LE MATRICULE DES ANGES, Martine Laval, février 2023


Hautes enfances

Dans un récit soyeux et ondoyant, Michèle Lesbre célèbre des moments enfuis, voyages et livres, comme pour mieux réinventer la vie.

Dans ses « nuits inquiètes », Michèle Lesbre laisse venir à elle des images, des instants du passé qui resurgissent presque intacts. Ses souvenirs prennent vie comme ces parties de pêche près d’un petit étang avec son grand-père Léon, « chacun sa canne, chacun ses rêves ». Et puis le silence, la nature, toute cette enfance qui revient comme un boomerang et qui pourrait ressembler de près ou de loin à d’autres enfances. Avec La Furieuse, rives et dérives, l’autrice abandonne le roman pour le récit autobiographique, un genre de prose où il fait bon se glisser entre ses mots, s’aventurer avec elle sur des chemins inconnus, et même flâner serein au rythme doux de sa respiration tant on a l’étrange et formidable impression d’être chez soi, dans ses propres souvenirs alors même que l’on a pas eu la chance d’avoir un grand-père Léon !
Cette femme qui aujourd’hui écrit dès les premières lignes de son récit « j’ai dix ans et pourtant je suis vieille » renchérit un peu plus loin : « Les petites filles ne désertent pas le corps des vieilles dames ». Non, elles sont toujours vives, prêtes à croire à la beauté, à l’amour, à l’écriture. Michèle Lesbre, cette « vieille dame , permet à chaque lecteur de retrouver une part son enfance, cette chose à jamais inachevée. La Furieuse, petite rivière du Doubs, mais aussi la Seine, ou la Loire, lui donnent force et tempo pour déambuler, remonter le temps qui passe, mêler voyages et lectures, paysages et écrivains, tous auteurs d’ouvrages « dont la compagnie me porte et m’accompagne ». Trieste et Claudio Magris ; La Havane et Hemingway ; Turin et Pavese ; la Sibérie et Dostoïevski ; quelques écrivains promeneurs, Henri Calet et son Italie à la paresseuse, l’Américain Edward Abbey dont le En descendant la rivière est « un vertige ». Et puis un matin – il n’y a pas de hasard, que des coïncidences – Michèle Lesbre ouvre Une rivière verte et silencieuse, un roman ténu et fragile comme seul Hubert Mingarelli savait les écrire : « L’émotion est grande, ce n’est pas la vieille qui le lit, c’est la gamine que j’étais au pays du petit étang. » La littérature ou l’art de créer des souvenirs communs… Quand l’autrice de La Petite Trotteuse  se confie, c’est avec tact et pudeur.

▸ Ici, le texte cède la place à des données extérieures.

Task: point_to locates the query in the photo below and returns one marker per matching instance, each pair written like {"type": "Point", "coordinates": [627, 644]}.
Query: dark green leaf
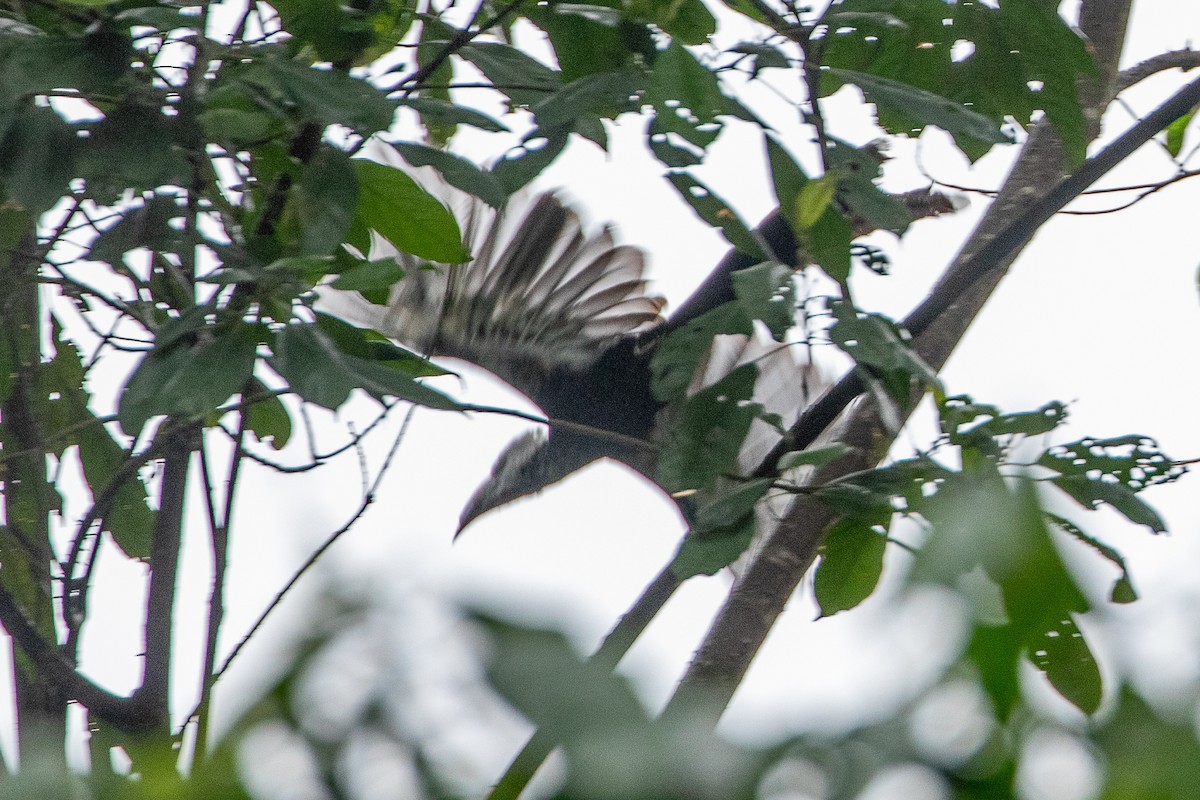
{"type": "Point", "coordinates": [730, 503]}
{"type": "Point", "coordinates": [877, 343]}
{"type": "Point", "coordinates": [1175, 132]}
{"type": "Point", "coordinates": [709, 551]}
{"type": "Point", "coordinates": [682, 84]}
{"type": "Point", "coordinates": [37, 158]}
{"type": "Point", "coordinates": [587, 38]}
{"type": "Point", "coordinates": [672, 149]}
{"type": "Point", "coordinates": [924, 107]}
{"type": "Point", "coordinates": [789, 179]}
{"type": "Point", "coordinates": [336, 31]}
{"type": "Point", "coordinates": [851, 565]}
{"type": "Point", "coordinates": [1062, 654]}
{"type": "Point", "coordinates": [393, 204]}
{"type": "Point", "coordinates": [267, 416]}
{"type": "Point", "coordinates": [1133, 461]}
{"type": "Point", "coordinates": [705, 441]}
{"type": "Point", "coordinates": [456, 170]}
{"type": "Point", "coordinates": [148, 226]}
{"type": "Point", "coordinates": [1146, 756]}
{"type": "Point", "coordinates": [523, 78]}
{"type": "Point", "coordinates": [333, 97]}
{"type": "Point", "coordinates": [187, 379]}
{"type": "Point", "coordinates": [135, 145]}
{"type": "Point", "coordinates": [827, 244]}
{"type": "Point", "coordinates": [676, 360]}
{"type": "Point", "coordinates": [689, 22]}
{"type": "Point", "coordinates": [593, 95]}
{"type": "Point", "coordinates": [1091, 494]}
{"type": "Point", "coordinates": [441, 110]}
{"type": "Point", "coordinates": [321, 372]}
{"type": "Point", "coordinates": [529, 158]}
{"type": "Point", "coordinates": [717, 212]}
{"type": "Point", "coordinates": [321, 205]}
{"type": "Point", "coordinates": [813, 456]}
{"type": "Point", "coordinates": [367, 276]}
{"type": "Point", "coordinates": [766, 293]}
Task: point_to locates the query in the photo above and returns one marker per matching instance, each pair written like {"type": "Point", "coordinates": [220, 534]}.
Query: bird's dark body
{"type": "Point", "coordinates": [564, 317]}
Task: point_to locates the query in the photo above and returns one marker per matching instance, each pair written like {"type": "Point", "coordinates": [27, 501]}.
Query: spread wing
{"type": "Point", "coordinates": [540, 293]}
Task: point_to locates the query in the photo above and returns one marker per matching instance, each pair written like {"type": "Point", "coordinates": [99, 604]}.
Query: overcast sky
{"type": "Point", "coordinates": [1101, 312]}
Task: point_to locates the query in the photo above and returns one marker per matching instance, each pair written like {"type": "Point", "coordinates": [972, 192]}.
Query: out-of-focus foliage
{"type": "Point", "coordinates": [178, 180]}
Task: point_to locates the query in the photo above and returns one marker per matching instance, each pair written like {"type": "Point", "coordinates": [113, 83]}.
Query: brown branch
{"type": "Point", "coordinates": [52, 663]}
{"type": "Point", "coordinates": [1186, 60]}
{"type": "Point", "coordinates": [219, 530]}
{"type": "Point", "coordinates": [771, 578]}
{"type": "Point", "coordinates": [153, 696]}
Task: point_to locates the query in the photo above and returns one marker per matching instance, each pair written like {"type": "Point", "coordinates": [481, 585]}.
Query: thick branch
{"type": "Point", "coordinates": [1186, 60]}
{"type": "Point", "coordinates": [55, 667]}
{"type": "Point", "coordinates": [769, 581]}
{"type": "Point", "coordinates": [154, 695]}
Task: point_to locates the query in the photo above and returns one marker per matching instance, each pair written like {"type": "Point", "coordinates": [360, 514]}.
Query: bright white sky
{"type": "Point", "coordinates": [1099, 312]}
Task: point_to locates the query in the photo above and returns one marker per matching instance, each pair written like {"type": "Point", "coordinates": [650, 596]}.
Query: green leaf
{"type": "Point", "coordinates": [522, 77]}
{"type": "Point", "coordinates": [682, 84]}
{"type": "Point", "coordinates": [766, 293]}
{"type": "Point", "coordinates": [851, 565]}
{"type": "Point", "coordinates": [456, 170]}
{"type": "Point", "coordinates": [813, 456]}
{"type": "Point", "coordinates": [370, 276]}
{"type": "Point", "coordinates": [705, 441]}
{"type": "Point", "coordinates": [40, 64]}
{"type": "Point", "coordinates": [529, 158]}
{"type": "Point", "coordinates": [688, 22]}
{"type": "Point", "coordinates": [335, 31]}
{"type": "Point", "coordinates": [827, 244]}
{"type": "Point", "coordinates": [587, 38]}
{"type": "Point", "coordinates": [444, 112]}
{"type": "Point", "coordinates": [709, 551]}
{"type": "Point", "coordinates": [318, 371]}
{"type": "Point", "coordinates": [593, 95]}
{"type": "Point", "coordinates": [63, 395]}
{"type": "Point", "coordinates": [1133, 461]}
{"type": "Point", "coordinates": [676, 359]}
{"type": "Point", "coordinates": [1090, 494]}
{"type": "Point", "coordinates": [717, 212]}
{"type": "Point", "coordinates": [267, 416]}
{"type": "Point", "coordinates": [1062, 654]}
{"type": "Point", "coordinates": [147, 226]}
{"type": "Point", "coordinates": [879, 344]}
{"type": "Point", "coordinates": [924, 107]}
{"type": "Point", "coordinates": [331, 96]}
{"type": "Point", "coordinates": [723, 527]}
{"type": "Point", "coordinates": [135, 146]}
{"type": "Point", "coordinates": [321, 205]}
{"type": "Point", "coordinates": [763, 56]}
{"type": "Point", "coordinates": [1175, 132]}
{"type": "Point", "coordinates": [1146, 756]}
{"type": "Point", "coordinates": [393, 204]}
{"type": "Point", "coordinates": [672, 149]}
{"type": "Point", "coordinates": [189, 380]}
{"type": "Point", "coordinates": [814, 200]}
{"type": "Point", "coordinates": [730, 503]}
{"type": "Point", "coordinates": [37, 158]}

Elle sait imaginer une empathie aussi généreuse que réservée. Quand elle ouvre pour nous ses carnets dans lesquels voyages et lectures vont de front, c’est pour nous inviter à la pensée, la concentration, à une sorte de recueillement proche de l’épure : « L’écriture est devenue peu à peu ma maison, très jeune. J’y habite seule, j’y ai toujours habité seule, même en famille, même auprès d’un homme aimé. Le silence ne me fait plus peur. » Quelques pas plus loin, cet aveu en forme d’espérance : « j’écris comme on s’échappe, pour un retour à un monde possible, un appel à l’enfance, ce qui reste en moi de sa lumière. »
Michèle Lesbre, l’amoureuse du monde, dit que sa bibliothèque est en « désordre ». Qu’en quelque sorte, tel jour, telle heure, c’est le livre qui la choisit, qui vient à elle. Clin d’œil magique. C’est aussi ce que pense Alberto Manguel dans sa Bibliothèque, la nuit. Les livres sont vivants. La preuve : celui de Michèle Lesbre réconcilie avec la vie.